Sacre Coeur, the Dark Side

While Sacre Coeur is a beautiful monument in Paris, I have to raise a certain point. The Wikipedia entry on it notes that
It was built, as contemporaries put it, "pour expier les crimes des communards" ("to expiate the crimes of the Communards") and is therefore a controversial monument.

It gets better.
(D)uring the Commune of 1871, hundreds of Communards hid in the chalk mines of the butte Montmartre, and were forever imprisoned inside when the government troops dynamited the exits.

The communards buried alive in Montmartre were the "criminals?"

5 Comments:

Anonymous Anonymous said...

The 'crimes' refers to the murder of clerics and other hostages held by the Commune during its final days in May 1871, including the Archbishop of Paris.

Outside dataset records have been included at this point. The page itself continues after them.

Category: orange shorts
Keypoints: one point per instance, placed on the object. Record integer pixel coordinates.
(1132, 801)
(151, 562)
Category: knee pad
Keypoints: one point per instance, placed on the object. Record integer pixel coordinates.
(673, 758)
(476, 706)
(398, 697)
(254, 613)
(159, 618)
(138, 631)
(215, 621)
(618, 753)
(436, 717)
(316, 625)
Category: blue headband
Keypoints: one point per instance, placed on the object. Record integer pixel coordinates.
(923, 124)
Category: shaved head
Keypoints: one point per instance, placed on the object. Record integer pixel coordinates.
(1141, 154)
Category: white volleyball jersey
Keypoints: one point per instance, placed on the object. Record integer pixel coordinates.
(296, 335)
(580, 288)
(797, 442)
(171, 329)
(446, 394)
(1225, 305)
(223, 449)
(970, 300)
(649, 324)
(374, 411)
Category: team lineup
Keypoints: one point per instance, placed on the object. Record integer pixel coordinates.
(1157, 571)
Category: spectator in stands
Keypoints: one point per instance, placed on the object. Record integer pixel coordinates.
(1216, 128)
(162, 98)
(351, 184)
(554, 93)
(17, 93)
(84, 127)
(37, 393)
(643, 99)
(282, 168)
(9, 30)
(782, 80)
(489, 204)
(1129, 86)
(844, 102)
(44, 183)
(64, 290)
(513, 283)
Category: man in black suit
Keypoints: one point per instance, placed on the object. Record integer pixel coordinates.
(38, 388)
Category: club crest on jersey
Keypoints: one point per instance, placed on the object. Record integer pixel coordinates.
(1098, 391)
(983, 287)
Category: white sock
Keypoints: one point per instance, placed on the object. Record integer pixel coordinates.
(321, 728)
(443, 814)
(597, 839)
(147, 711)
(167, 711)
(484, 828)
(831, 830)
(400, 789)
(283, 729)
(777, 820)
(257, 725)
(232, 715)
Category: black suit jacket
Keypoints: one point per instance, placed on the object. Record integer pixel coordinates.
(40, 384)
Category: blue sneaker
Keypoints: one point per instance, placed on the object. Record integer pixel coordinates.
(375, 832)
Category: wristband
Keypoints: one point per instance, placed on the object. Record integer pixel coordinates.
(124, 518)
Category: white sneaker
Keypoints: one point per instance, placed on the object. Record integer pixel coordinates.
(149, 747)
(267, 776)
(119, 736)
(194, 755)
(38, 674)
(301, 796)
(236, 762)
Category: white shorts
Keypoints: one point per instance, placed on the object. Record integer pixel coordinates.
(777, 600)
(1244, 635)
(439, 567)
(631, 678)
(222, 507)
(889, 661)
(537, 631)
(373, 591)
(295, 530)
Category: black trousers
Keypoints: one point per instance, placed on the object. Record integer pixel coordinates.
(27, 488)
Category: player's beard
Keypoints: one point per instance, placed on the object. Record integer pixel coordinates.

The aftermath of the Franco-Prussian War and the Commune was one of the darker moments in French history on all sides. I remember being incensed when George Will, smug git, trotted out the old cliché about 'France surrenders'. Of course, the Siege of Paris lasted four months, and famously (sadly) led to the zoo animals being slaughtered for food.

Anyway, I don't really like the Sacre Coeur. It's a bit... um, Catholic-nationalist.

4:13 PM  
Blogger Smitty Werbenmanjensen said...

Yeah, I knew that's what they were referring, but, you know, they'd been under siege for quite awhile which can make you desperate.

It's like the Spanish Church's view of the Republicans following the Civil War, I suppose.

2:58 PM  
Anonymous Anonymous said...

"History is written by the victors" is the operant phrase here. (Was it Napoleon who said that? He would have known.) Apropos the slaughter of the Paris Zoo animals for food: Wagner thought the starvation of the French so amusing that he wrote a comic libretto about it (at least HE thought it was comic) and planned to turn it into an Offenbach-like operetta until friends talked him out of it. (Did I mention that Wagner was a major inspiration for Hitler?)

2:54 PM  
Anonymous Anonymous said...

It's like the Spanish Church's view of the Republicans following the Civil War, I suppose.

Yeppy. Had France embraced that Action Francaise ideology, you might see the Sacre-Coeur given the same status as Santa Cruz del Valle de los Caídos. Thankfully, that's not the case.

11:16 PM  
Blogger Smitty Werbenmanjensen said...

Yeah, I had the sick feeling I'd been to France's version of the Valley of the Fallen once I read about the Communard bashing.